—Añade cuatro —responde Dial, de mala gana.
—Aparentas menos —concede la otra—. Es por el pelo corto y esa forma de vestir, pareces un chico. A mí las pelucas me envejecen, no creas que no lo sé. Pero cuando se tiene este aspecto, que tampoco creas que lo ignoro, una se pone majestuosa o no sale de casa.
—Deberías arreglarte. —La deriva de la conversación hacia una intrascendencia femenina ha calmado la irritación de Diana—. Salir y dar la cara. Demuestra quién eres y lo que vales.
—¡Tienes razón! ¡Todos los hombres son iguales! —Se incorpora con ímpetu—. Me visto, elijo peluca y que les den a todos por saco. Tomaremos el desayuno en el comedor. ¡Y con la cabeza bien alta!

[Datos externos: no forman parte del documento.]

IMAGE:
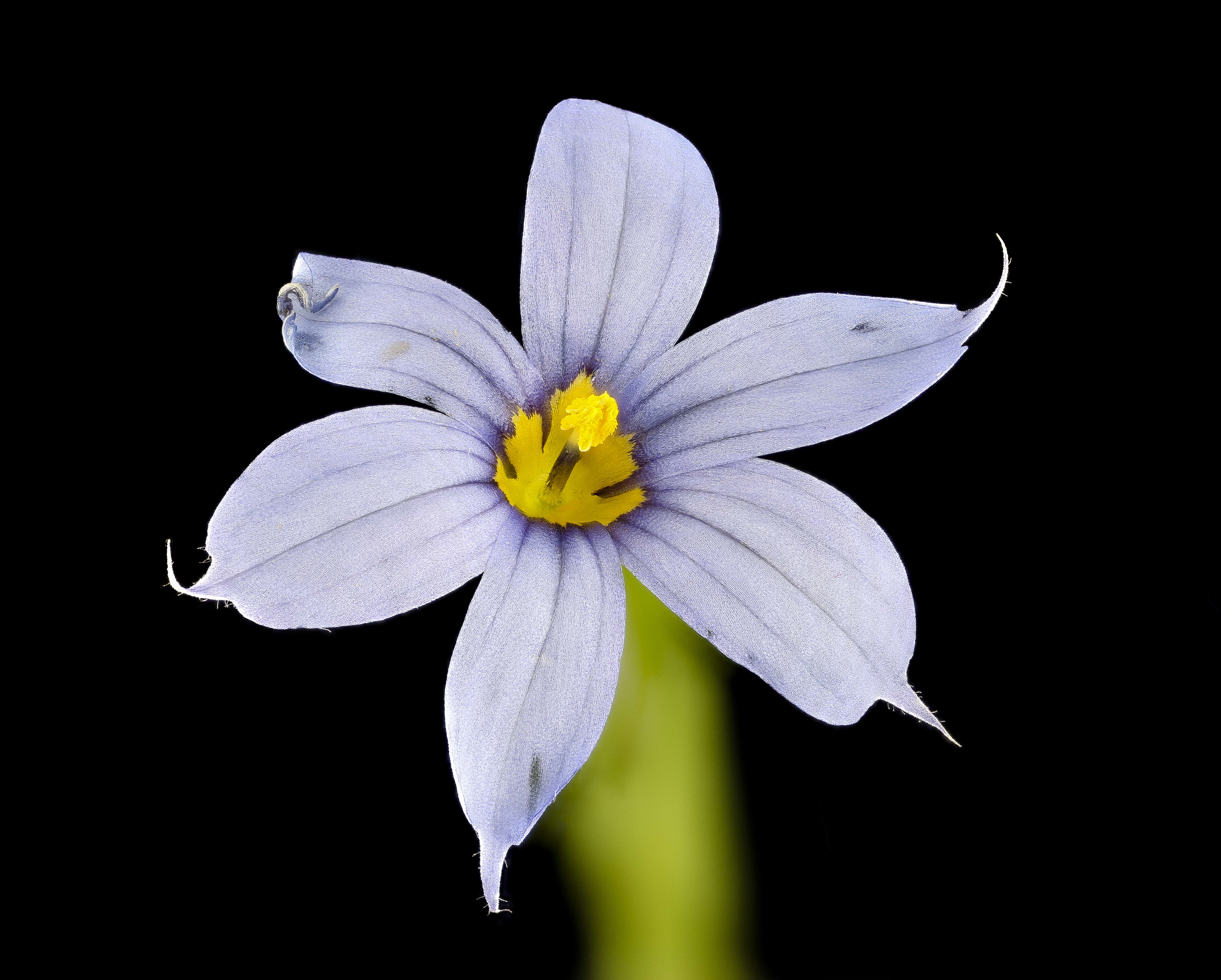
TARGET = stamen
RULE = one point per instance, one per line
(594, 418)
(563, 469)
(560, 475)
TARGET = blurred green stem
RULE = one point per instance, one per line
(649, 830)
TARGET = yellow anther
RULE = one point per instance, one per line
(594, 418)
(551, 479)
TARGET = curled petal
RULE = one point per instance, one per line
(355, 518)
(787, 577)
(622, 223)
(787, 374)
(391, 330)
(533, 678)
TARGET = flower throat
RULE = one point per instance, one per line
(558, 479)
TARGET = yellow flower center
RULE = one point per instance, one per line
(558, 479)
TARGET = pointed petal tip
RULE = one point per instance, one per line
(491, 865)
(909, 701)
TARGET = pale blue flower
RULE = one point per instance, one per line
(370, 513)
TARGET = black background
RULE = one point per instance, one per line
(284, 800)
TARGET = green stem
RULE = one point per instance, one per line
(649, 830)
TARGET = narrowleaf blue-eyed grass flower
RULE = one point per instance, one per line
(601, 444)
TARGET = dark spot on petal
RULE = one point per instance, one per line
(535, 783)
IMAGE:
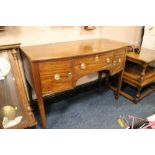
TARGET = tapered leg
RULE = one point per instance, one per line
(38, 91)
(138, 95)
(119, 84)
(29, 91)
(99, 79)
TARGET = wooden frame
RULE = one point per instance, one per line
(26, 109)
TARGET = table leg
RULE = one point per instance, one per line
(38, 91)
(99, 78)
(29, 91)
(138, 95)
(120, 74)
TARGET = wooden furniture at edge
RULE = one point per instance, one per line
(52, 68)
(139, 73)
(29, 120)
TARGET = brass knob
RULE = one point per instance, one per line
(97, 58)
(119, 60)
(83, 66)
(57, 77)
(108, 60)
(69, 75)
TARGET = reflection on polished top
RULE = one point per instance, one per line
(145, 55)
(71, 49)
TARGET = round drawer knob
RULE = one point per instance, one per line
(97, 58)
(57, 77)
(108, 60)
(83, 66)
(119, 60)
(70, 75)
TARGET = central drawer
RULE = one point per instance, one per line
(88, 64)
(56, 76)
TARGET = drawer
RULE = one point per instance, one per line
(118, 61)
(88, 64)
(56, 76)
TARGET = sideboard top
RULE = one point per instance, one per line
(70, 49)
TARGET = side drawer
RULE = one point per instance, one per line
(88, 64)
(56, 76)
(118, 61)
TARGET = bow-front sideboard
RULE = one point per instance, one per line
(52, 68)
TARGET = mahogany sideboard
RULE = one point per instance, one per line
(52, 68)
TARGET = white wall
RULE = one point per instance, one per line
(30, 35)
(149, 37)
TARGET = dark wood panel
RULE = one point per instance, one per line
(56, 76)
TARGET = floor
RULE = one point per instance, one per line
(94, 109)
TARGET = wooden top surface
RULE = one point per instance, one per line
(145, 55)
(70, 49)
(9, 46)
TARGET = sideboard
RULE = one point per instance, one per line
(52, 68)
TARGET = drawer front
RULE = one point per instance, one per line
(118, 61)
(56, 76)
(88, 64)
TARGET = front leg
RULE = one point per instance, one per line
(38, 91)
(120, 78)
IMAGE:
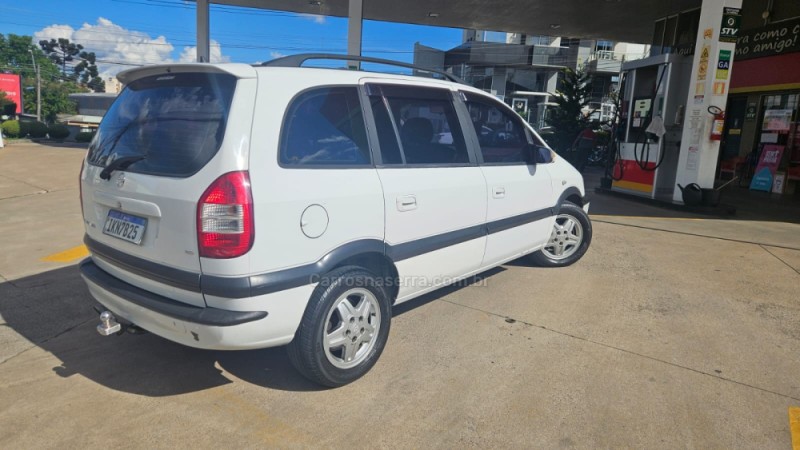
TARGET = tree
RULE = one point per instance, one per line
(573, 95)
(87, 72)
(61, 52)
(15, 57)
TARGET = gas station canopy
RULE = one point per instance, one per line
(616, 20)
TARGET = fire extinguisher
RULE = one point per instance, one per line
(718, 124)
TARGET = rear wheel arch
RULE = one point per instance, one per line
(570, 195)
(380, 265)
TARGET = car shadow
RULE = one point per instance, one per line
(54, 311)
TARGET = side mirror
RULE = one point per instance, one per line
(535, 154)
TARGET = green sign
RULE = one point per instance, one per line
(750, 114)
(731, 24)
(723, 65)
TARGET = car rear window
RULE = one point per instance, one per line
(175, 121)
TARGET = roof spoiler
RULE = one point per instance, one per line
(298, 60)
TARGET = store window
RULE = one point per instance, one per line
(780, 131)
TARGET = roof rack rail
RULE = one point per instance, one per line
(298, 60)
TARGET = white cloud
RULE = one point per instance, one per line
(189, 54)
(316, 18)
(112, 44)
(54, 32)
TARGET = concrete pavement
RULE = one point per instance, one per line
(670, 333)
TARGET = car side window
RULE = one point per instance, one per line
(325, 127)
(501, 135)
(424, 122)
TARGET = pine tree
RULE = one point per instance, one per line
(573, 95)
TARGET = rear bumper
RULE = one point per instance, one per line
(208, 328)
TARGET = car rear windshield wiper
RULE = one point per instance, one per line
(119, 164)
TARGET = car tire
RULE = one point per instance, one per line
(344, 328)
(569, 239)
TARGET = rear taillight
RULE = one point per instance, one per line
(80, 188)
(225, 217)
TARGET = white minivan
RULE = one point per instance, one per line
(230, 206)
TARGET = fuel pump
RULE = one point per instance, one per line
(718, 123)
(653, 92)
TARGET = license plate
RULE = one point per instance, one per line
(125, 226)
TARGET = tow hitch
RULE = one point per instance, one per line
(109, 325)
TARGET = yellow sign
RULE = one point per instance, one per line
(702, 68)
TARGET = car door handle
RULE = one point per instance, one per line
(406, 203)
(499, 192)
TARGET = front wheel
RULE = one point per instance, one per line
(569, 239)
(344, 329)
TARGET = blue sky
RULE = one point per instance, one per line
(132, 32)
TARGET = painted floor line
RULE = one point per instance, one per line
(68, 255)
(612, 216)
(685, 233)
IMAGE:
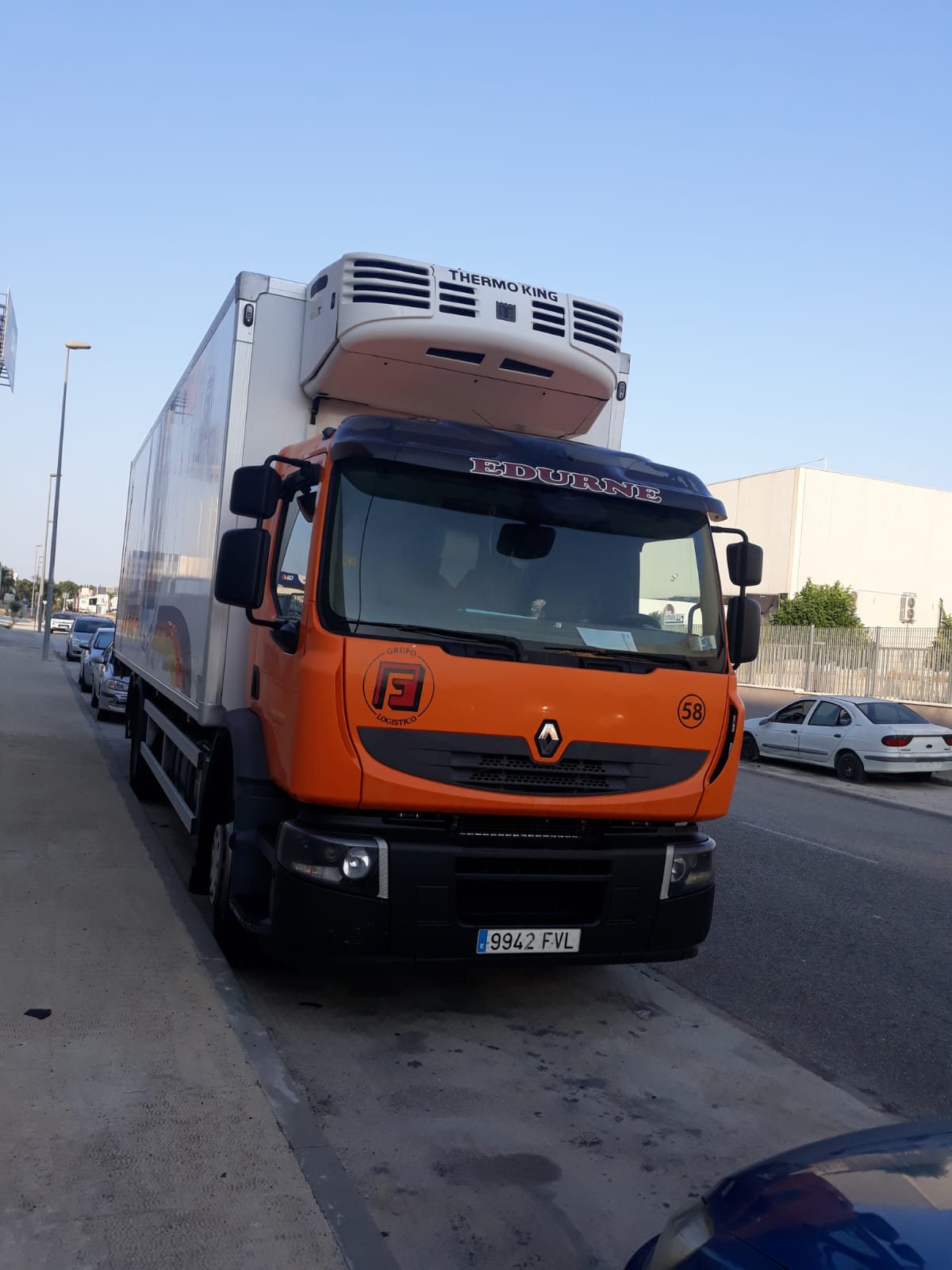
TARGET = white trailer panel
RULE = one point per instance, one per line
(169, 628)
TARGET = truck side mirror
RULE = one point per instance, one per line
(746, 564)
(241, 572)
(743, 629)
(254, 492)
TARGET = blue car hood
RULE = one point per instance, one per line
(873, 1200)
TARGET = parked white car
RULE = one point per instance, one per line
(854, 736)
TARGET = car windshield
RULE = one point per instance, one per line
(549, 567)
(889, 711)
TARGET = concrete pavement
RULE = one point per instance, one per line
(135, 1133)
(492, 1117)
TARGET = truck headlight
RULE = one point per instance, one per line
(685, 1233)
(353, 864)
(689, 868)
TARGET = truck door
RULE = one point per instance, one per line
(276, 652)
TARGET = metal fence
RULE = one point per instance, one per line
(903, 664)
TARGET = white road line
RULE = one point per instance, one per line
(810, 842)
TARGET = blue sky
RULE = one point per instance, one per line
(765, 190)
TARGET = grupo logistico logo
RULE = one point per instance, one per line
(397, 686)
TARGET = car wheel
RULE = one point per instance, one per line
(850, 768)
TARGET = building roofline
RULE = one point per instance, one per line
(774, 471)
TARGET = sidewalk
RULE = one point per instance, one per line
(135, 1134)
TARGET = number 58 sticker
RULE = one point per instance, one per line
(691, 711)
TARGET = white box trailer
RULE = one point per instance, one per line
(370, 334)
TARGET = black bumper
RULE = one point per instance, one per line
(440, 893)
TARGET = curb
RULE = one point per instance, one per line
(336, 1195)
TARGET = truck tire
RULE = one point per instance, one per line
(141, 778)
(238, 944)
(749, 749)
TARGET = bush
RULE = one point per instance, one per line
(819, 603)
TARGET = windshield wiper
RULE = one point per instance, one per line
(624, 654)
(507, 641)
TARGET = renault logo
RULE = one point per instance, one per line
(549, 738)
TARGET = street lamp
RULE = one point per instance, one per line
(46, 544)
(70, 346)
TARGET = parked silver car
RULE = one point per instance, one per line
(82, 633)
(854, 736)
(111, 686)
(93, 653)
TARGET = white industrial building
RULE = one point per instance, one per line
(885, 541)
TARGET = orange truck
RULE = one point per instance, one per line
(424, 662)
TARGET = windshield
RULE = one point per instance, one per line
(549, 567)
(889, 711)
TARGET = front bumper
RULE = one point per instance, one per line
(441, 892)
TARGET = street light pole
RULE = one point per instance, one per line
(46, 545)
(70, 346)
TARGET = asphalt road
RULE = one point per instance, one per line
(831, 937)
(527, 1118)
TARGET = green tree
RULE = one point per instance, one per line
(819, 603)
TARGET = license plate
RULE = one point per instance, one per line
(562, 940)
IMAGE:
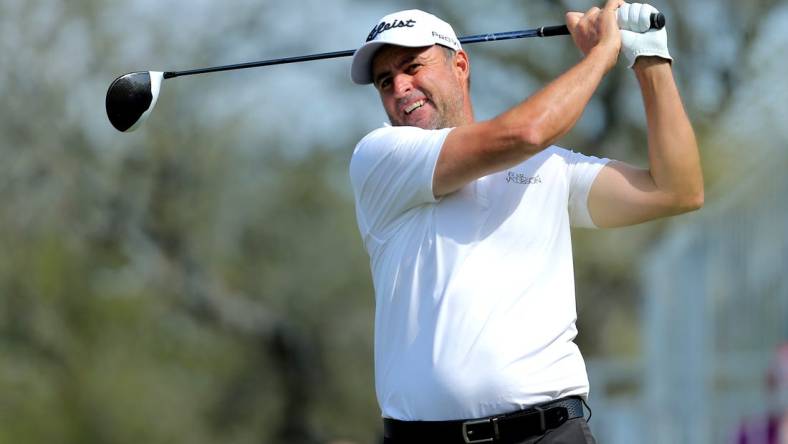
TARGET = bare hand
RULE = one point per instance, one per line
(597, 28)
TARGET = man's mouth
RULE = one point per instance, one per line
(414, 106)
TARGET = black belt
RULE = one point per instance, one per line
(514, 426)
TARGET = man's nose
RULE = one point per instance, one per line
(403, 84)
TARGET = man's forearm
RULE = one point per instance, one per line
(673, 152)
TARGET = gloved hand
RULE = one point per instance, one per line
(637, 40)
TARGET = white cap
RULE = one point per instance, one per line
(412, 28)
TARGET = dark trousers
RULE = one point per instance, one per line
(574, 431)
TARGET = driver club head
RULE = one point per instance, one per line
(131, 98)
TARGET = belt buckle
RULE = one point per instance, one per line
(466, 432)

Al abandonar la cama, en el hueco del colchón que ocupaba su trasero aparece un papel con el membrete del
S. S. Karnak
. Roxana, siguiendo la dirección de la mirada de su amiga, también lo ve.
—Ah, una factura —dice con un mohín de despreocupación, lo arruga y lo arroja a un rincón—. Siempre lo mismo, dinero, dinero y dinero.
Diana Dial ha tenido tiempo de sorprender la firma de lo que parece un breve comunicado, un e-mail impreso en el ceremonioso papel con membrete del barco.
Jaume Andreu, Departament de Medicina Forense, Hospital Clínic, Barcelona
.
La mañana ha transcurrido con tranquilidad hasta que un suceso aparentemente banal, causado por un malentendido, ha calentado los ánimos del pasaje.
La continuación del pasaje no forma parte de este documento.